Fix async task failure cleanup by Oxygen56 · Pull Request #6407 · crewAIInc/crewAI

Oxygen56 · 2026-07-01T04:58:40Z

Summary

cancel and drain pending native async tasks when one async task fails
cancel unprocessed Future-based async tasks and consume completed failures in the sync path
add regression coverage for both kickoff() and akickoff() failure paths

Fixes #6380

Tests

uv run pytest lib/crewai/tests/test_crew.py::test_async_task_failure_cancels_pending_futures lib/crewai/tests/test_crew.py::test_async_task_failure_cancels_pending_native_tasks
uv run ruff check lib/crewai/src/crewai/crew.py lib/crewai/tests/test_crew.py

coderabbitai · 2026-07-01T04:58:48Z

📝 Walkthrough

Walkthrough

Adds exception handling to two async task processing methods in crew.py (_aprocess_async_tasks and _process_async_tasks): on failure, pending tasks/futures are cancelled and drained before the original exception is re-raised, replacing prior silent-hang behavior.
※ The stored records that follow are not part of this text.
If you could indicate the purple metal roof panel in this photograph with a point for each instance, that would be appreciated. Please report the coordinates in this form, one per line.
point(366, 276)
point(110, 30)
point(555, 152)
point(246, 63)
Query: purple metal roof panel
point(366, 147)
Adds two regression tests validating this cancellation and propagation.

Changes

Async task failure handling

Layer / File(s)	Summary
Cancellation and re-raise in async task processors `lib/crewai/src/crewai/crew.py`	Imports `suppress` from `contextlib`; `_aprocess_async_tasks` and `_process_async_tasks` now wrap result processing in try/except, cancel unfinished tasks/futures on error, drain or suppress cleanup exceptions, and re-raise the original exception instead of hanging silently.
Regression tests for failure propagation `lib/crewai/tests/test_crew.py`	Adds `asyncio` import and two new tests confirming that a failing async task cancels pending futures/native async tasks and prevents subsequent sync task execution during `kickoff()` and `akickoff()`.

Sequence Diagram(s)

sequenceDiagram
  participant Crew
  participant AsyncTaskProcessor as "_aprocess_async_tasks/_process_async_tasks"
  participant PendingTasks as "Pending async tasks/futures"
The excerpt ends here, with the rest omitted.